When the best review for your game includes the term “throwaway” in its lede, there’s a good chance that you've made a mistake somewhere along the line. Whether the mistake was in the boardroom when this developer decided, “hey, let’s make a game composed entirely of jump scares!” or throughout the development process as Ju-On: The Grudge was rushed to cash in on the franchise’s anniversary, the result is clear and trite.
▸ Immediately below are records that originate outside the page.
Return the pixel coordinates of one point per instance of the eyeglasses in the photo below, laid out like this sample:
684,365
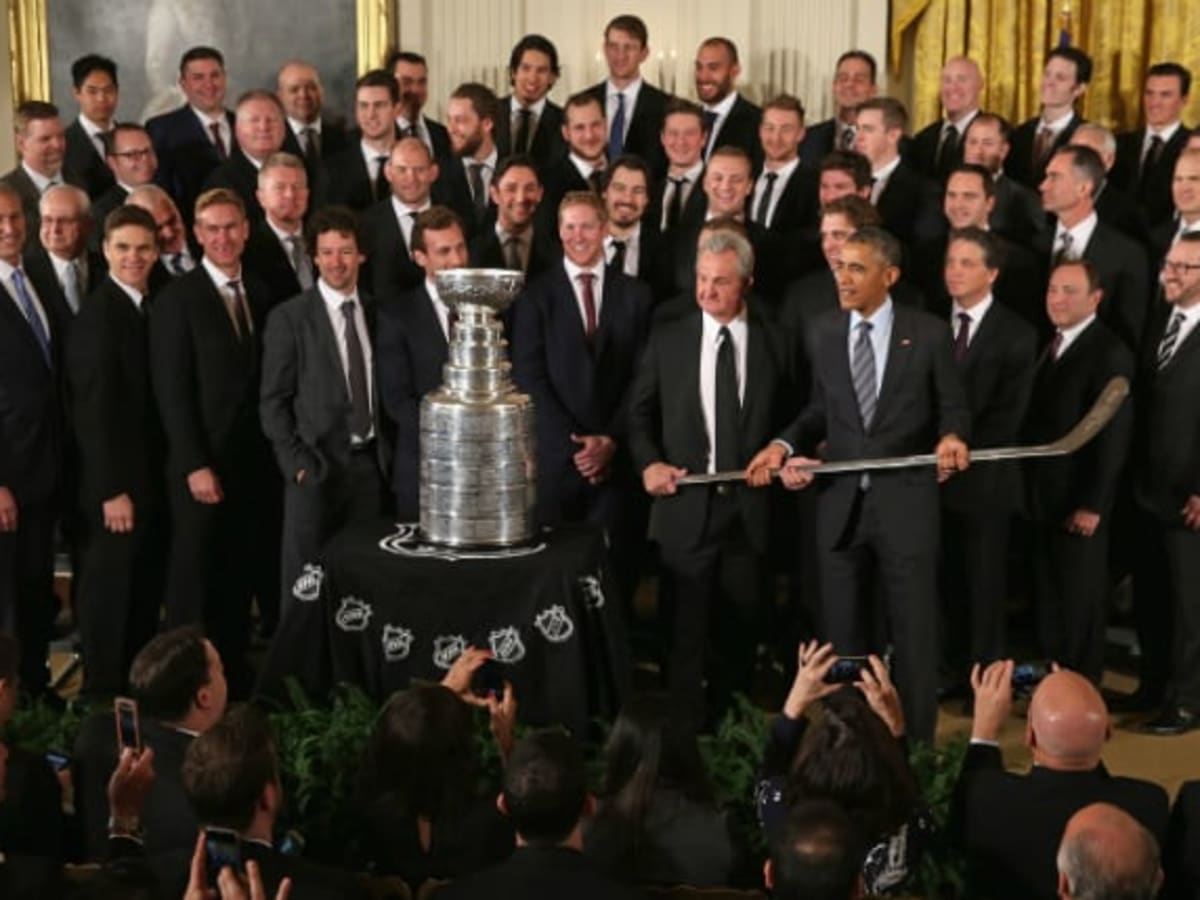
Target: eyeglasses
1180,268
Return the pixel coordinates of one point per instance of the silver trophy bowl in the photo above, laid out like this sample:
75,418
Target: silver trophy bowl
479,466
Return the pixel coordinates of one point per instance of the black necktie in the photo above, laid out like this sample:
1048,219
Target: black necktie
727,406
360,401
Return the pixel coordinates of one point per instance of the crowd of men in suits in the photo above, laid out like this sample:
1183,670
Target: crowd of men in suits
221,324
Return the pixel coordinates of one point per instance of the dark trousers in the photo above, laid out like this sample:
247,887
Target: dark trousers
313,511
975,556
27,588
1071,586
120,591
715,592
1167,606
870,555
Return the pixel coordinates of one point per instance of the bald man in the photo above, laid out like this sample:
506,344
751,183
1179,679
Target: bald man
937,149
1009,823
1105,852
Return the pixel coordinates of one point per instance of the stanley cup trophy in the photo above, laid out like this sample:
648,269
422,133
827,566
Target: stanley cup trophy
479,467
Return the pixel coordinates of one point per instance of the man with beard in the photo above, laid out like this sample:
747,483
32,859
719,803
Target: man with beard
729,117
412,73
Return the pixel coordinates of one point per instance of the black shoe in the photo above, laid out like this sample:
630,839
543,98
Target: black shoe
1139,701
1175,720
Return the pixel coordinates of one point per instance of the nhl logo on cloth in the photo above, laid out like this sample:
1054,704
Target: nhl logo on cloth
555,624
307,587
397,642
507,645
353,615
447,648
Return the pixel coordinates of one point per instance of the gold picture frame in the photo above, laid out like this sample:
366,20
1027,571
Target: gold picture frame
30,42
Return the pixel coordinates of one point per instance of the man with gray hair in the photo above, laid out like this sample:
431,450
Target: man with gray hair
1107,855
713,385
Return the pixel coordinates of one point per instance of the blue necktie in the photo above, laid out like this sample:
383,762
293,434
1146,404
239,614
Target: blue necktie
35,321
617,132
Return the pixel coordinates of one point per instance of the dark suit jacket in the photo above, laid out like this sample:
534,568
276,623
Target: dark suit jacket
643,132
411,352
922,400
667,421
121,444
1019,163
1011,825
186,155
305,402
741,129
389,269
1150,187
267,258
546,147
1121,263
997,373
238,173
85,161
579,388
1167,437
205,377
1018,214
538,871
910,207
1063,391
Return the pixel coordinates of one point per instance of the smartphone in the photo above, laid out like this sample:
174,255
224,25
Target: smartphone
489,681
129,733
847,670
222,849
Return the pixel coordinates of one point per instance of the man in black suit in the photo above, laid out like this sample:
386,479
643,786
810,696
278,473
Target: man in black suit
204,357
517,239
713,385
388,225
196,138
41,145
258,127
678,198
130,156
1071,498
466,178
995,351
936,150
1167,490
630,246
1063,82
527,121
31,331
414,335
633,107
309,135
1146,157
1068,193
94,79
276,252
1008,823
357,175
853,83
318,403
883,384
121,457
1018,213
729,117
577,335
906,199
178,681
545,795
231,777
412,75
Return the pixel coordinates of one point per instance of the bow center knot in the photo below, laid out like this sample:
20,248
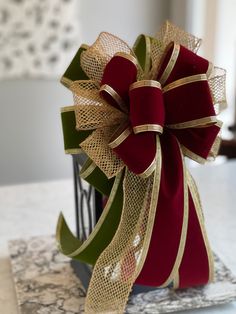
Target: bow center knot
146,106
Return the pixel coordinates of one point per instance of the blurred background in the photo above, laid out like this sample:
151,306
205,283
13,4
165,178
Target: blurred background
39,38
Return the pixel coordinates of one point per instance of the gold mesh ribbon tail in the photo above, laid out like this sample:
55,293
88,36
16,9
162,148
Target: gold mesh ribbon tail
121,262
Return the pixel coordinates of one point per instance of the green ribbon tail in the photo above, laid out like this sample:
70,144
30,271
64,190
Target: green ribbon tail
102,234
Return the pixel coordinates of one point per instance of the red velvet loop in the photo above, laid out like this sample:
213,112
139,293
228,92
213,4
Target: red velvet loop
146,108
198,140
165,241
188,102
119,73
188,63
194,268
138,151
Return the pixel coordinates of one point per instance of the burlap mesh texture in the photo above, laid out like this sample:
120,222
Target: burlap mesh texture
94,60
117,266
217,82
91,110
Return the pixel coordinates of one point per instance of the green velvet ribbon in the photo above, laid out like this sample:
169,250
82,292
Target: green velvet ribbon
101,236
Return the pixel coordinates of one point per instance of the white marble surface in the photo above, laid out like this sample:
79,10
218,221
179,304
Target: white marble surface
32,209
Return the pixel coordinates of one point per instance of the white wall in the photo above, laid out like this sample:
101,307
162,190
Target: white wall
31,147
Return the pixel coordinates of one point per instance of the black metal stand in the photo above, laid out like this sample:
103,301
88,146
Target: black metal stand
88,209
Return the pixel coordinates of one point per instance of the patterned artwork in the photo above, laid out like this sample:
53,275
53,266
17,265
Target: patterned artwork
46,284
38,38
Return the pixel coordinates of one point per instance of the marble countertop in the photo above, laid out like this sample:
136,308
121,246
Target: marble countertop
32,209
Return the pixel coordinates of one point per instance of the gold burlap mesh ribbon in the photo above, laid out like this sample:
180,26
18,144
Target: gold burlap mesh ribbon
120,263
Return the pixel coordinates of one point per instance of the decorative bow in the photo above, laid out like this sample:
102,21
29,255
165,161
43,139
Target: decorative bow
146,109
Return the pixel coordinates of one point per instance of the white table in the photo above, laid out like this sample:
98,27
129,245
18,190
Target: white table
32,209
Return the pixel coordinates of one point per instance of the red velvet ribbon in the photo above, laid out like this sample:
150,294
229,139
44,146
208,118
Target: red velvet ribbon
152,109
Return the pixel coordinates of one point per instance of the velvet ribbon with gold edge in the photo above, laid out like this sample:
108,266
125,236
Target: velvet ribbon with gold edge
144,110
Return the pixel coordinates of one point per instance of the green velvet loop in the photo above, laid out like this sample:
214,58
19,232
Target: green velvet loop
101,236
74,71
142,50
95,177
72,137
Even good horror games are often criticized for relying too heavily on jump scares, so it shouldn’t be any surprise that a game based around the cheapest tool in horror also comes off as cheap. Ju-On tries to market itself as a “haunted house simulator” dually because that makes it sound like there was any thought put into the development, and the game also gets in on that juicy “simulator” marketing hype. Even that wasn’t enough though, as this game sits at a lofty 39 metacritic score.

8 Godzilla

via: Playstation Lifestyle

There are a lot of Godzilla games. I mean, A LOT. That means two things for entries in the franchise: first, there’s probably a game out there that’s quite literally done your exact premise, and two, you’d better try your hardest not to make the worst game in the franchise. The 2015 rendition of Godzilla technically succeeds in that latter respect, managing to only be the second worst in Godzilla history, but I’m going to challenge that presumption.
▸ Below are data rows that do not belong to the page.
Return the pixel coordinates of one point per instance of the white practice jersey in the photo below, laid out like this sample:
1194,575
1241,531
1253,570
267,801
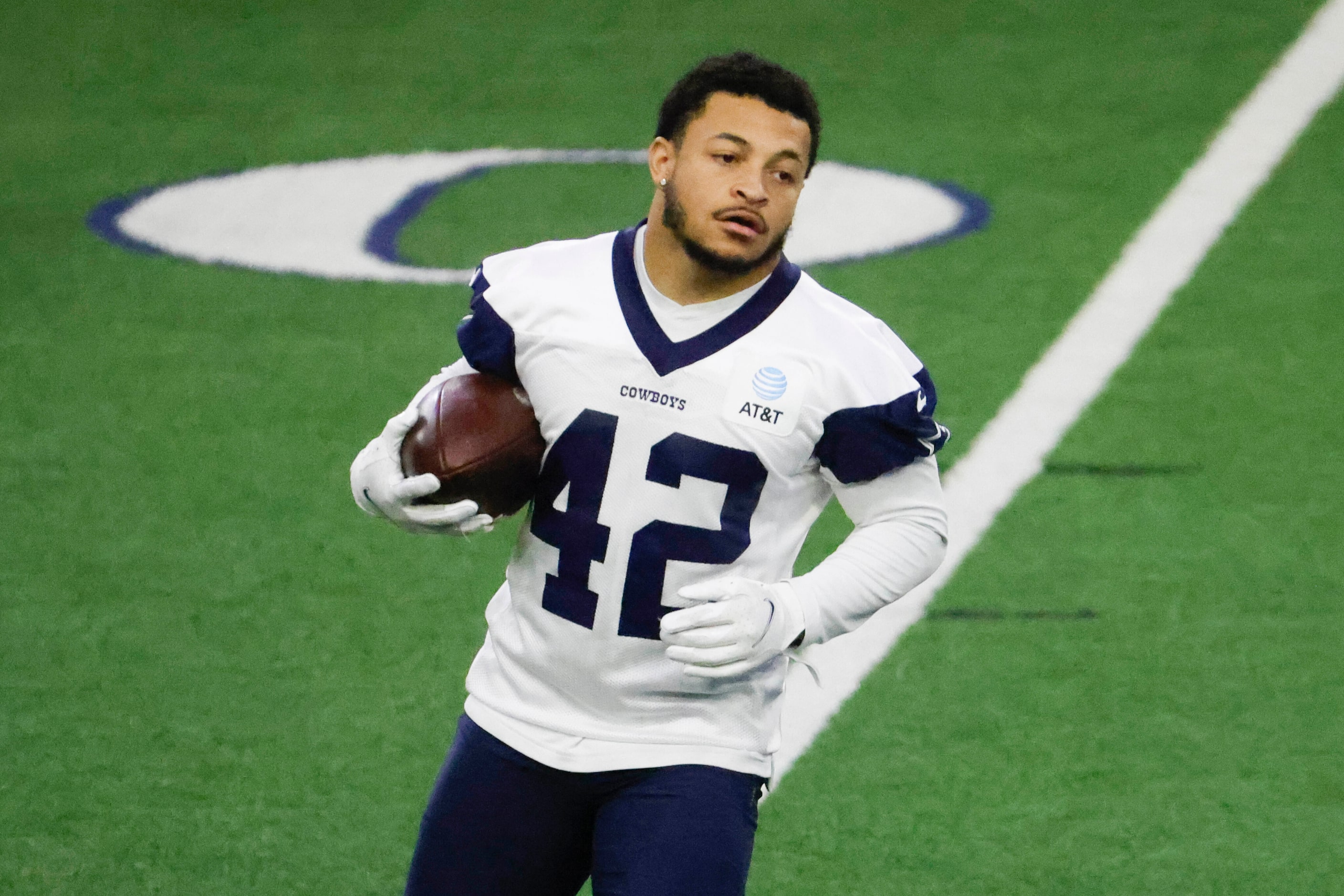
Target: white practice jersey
668,462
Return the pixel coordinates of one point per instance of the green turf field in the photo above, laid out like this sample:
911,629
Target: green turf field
217,676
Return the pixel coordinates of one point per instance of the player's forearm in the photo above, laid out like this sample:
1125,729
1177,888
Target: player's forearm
899,539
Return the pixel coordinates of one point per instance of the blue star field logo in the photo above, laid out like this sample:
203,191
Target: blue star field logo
769,383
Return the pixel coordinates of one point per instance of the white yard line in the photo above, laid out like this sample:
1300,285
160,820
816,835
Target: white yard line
1160,259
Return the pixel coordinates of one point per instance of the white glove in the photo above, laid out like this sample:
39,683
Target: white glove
381,488
740,625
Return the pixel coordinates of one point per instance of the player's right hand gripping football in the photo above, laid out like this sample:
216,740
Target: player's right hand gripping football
381,488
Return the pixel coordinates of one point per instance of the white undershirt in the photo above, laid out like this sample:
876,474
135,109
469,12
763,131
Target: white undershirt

When the absolute worst rated game of the franchise, Godzilla Unleashed, came out, it was on the tail end of a Godzilla game explosion. Reviewers were expectedly fatigued, likely contributing to the score. What exactly is the 2015 version’s excuse? No one was asking for it, the finished product came a year and a half after the 2014 film tie-in, and the graphics barely look acceptable for a PS3, much less a PS4.
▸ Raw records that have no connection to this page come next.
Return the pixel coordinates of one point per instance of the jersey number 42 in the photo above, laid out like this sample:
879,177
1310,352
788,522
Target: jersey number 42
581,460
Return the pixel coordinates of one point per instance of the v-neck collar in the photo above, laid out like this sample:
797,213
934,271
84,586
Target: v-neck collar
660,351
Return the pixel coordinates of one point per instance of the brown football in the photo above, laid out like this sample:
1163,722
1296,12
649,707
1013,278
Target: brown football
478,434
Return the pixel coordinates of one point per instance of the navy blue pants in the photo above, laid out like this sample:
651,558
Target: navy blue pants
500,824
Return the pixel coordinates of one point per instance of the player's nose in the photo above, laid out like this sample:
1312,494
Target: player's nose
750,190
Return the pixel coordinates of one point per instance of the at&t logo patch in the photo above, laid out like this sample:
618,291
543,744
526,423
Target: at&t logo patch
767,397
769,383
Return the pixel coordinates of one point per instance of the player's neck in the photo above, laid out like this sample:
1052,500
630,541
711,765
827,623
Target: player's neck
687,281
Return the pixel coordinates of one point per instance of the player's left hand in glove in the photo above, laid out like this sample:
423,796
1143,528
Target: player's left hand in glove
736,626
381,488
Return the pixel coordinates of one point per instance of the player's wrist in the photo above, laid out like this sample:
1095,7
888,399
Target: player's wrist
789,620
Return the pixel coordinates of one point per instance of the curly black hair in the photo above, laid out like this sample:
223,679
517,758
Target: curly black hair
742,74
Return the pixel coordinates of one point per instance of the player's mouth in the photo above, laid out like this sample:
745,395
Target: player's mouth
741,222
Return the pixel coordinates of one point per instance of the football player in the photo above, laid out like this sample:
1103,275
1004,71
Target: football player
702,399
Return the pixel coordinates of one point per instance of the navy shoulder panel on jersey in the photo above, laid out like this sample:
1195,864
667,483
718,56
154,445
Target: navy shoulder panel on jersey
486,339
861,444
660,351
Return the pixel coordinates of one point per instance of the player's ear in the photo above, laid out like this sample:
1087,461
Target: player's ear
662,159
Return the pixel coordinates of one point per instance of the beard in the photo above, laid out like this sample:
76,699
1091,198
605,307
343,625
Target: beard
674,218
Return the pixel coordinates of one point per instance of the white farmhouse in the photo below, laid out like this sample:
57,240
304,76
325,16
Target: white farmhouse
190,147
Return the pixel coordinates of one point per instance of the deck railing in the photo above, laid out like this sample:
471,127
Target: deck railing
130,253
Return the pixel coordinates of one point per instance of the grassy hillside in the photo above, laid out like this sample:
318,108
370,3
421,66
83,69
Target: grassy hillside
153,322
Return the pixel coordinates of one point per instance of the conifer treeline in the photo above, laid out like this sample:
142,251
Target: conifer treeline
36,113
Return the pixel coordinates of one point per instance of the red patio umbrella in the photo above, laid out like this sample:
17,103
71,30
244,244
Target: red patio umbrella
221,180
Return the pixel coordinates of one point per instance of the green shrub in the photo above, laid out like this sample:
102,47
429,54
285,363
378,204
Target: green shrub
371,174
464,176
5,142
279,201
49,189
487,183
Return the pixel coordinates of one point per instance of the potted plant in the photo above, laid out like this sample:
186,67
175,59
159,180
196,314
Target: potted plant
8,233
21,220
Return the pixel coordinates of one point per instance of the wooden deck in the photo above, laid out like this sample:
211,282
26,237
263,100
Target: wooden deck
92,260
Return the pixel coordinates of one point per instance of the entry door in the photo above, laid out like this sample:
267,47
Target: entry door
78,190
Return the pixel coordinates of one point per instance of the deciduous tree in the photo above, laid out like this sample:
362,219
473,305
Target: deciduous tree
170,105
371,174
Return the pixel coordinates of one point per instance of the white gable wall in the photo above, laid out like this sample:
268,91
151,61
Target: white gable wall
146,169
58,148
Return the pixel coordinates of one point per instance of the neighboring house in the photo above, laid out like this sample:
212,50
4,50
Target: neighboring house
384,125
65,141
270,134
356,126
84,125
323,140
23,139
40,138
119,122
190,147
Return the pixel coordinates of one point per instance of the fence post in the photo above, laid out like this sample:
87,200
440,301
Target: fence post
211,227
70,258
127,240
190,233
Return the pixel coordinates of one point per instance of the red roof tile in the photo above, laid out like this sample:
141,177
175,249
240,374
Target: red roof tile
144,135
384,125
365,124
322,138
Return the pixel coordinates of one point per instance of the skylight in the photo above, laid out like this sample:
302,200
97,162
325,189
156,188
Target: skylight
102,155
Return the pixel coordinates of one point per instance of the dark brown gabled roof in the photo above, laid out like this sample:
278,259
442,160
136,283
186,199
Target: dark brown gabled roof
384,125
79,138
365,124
7 The Expendables 2 Videogame

via: YouTube

You’ve got to love licensed action games. They just don’t know how to name anything. This isn’t The Expendables 2, oh no. If the developers don’t let the player know they’re playing a video game, how will they? Actually, that may be the best idea this developer had, considering that the game is so bad it hardly resembles anything else on the market.

So what will you find in the game of the sequel of the movie full of those actors who were in better movies 20 years ago? A twin stick shooter that reduces the one theoretically engaging element of the film—ACTION, EXPLOSIONS!—and makes it unbearable to sit through. Unsurprisingly, most of the actors from the film didn’t want to be associated with this game, and that was probably a smart move considering you wouldn’t even be able to tell it’s supposed to be them anyway.

6 Shrek: Super Party

via: YouTube

Most of the games here are bad in one respect or another. Some of them try really hard to copy the style of another, more successful title, while others are empty, cheap cash-ins on a series’ legacy. Shrek: Super Party has the dubious distinction of being one of the few that attempts both of these things simultaneously, ripping off Mario Party while making it blatantly obvious how little respect it has for that series’ format.

Like the absolute worst of the Mario Party series, Super Party (seeing the similarities?) relies on a small amount of inane, same-y mini-games to provide the meat of the game proper. Unlike the worst Mario Party titles, it makes you suffer through increasingly obnoxious cutscenes with a much, much smaller amount of board content wrapped in a loud, catchphrase-spewing package. Kids deserve better than this.

5 The Shield: The Game

via: YouTube

The Shield: The Game at least has the courtesy to let you know that it’s going to be horrible merely by reading the name. Read that name again. “The Shield: The Game.” Who gave that the greenlight? The same people who thought that the best way to discourage you from not murdering enemies when you’re ostensibly a cop is to shoot them, and then arrest them, lest you suffer a game over.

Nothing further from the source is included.